A new shared pathway will be built on McCallum Street, between Stradbroke Avenue and High Street, along the Swan Hill Showgrounds boundary. The crossing on Stradbroke Avenue will also be upgraded.
The existing footpath on the west side of Beveridge Street, between Nyah Road and Pritchard Street, will also be upgraded to make it a shared pathway.
“At the moment, cyclists share these busy sections of road with cars and large trucks. These off-road pathways will make it safer for cyclists, but also create a new path for walkers,” Cr Adamson said.
“This project fits well with Council’s renewed focus on active transport and we hope the new pathways give people the confidence and facilities to do more riding and walking around our city,” he said.
Council expects to start work on the new pathways early in 2015.
TAC chief executive officer Janet Dore congratulated Council on the grant, saying it would make the local community safer and more cycling and pedestrian friendly.
“Whether you’re on two wheels or two feet, if you are involved in a collision with a car, you will come off second best. The projects funded under the first round of this grants program are all about creating safer walking and cycling areas to prevent these types of collisions,” Ms Dore said.

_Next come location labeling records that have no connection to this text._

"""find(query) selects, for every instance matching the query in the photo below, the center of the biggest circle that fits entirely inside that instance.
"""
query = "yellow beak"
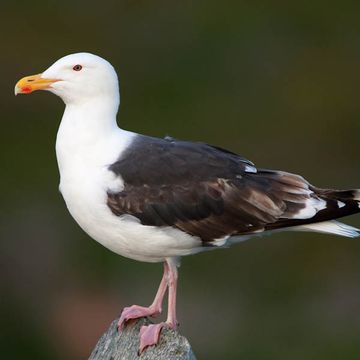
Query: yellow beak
(32, 83)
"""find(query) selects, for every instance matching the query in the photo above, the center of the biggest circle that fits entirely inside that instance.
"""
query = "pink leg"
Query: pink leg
(150, 334)
(136, 311)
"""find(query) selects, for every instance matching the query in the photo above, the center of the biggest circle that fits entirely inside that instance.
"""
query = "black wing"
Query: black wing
(211, 193)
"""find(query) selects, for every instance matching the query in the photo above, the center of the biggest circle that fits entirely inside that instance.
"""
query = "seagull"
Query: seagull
(158, 199)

“Local authorities are in a great position to identify local safety issues and this grant recognises Swan Hill Rural City Council’s work to overcome them,” Ms Dore said.
The TAC received 94 applications from 52 Victorian councils. In August, local governments were invited to apply for grants of up to $25,000 for planning and researching innovative safety treatments. Councils with plans already in place were also eligible to apply for matched-funding grants of up to $100,000 to cover the cost of implementing the new infrastructure.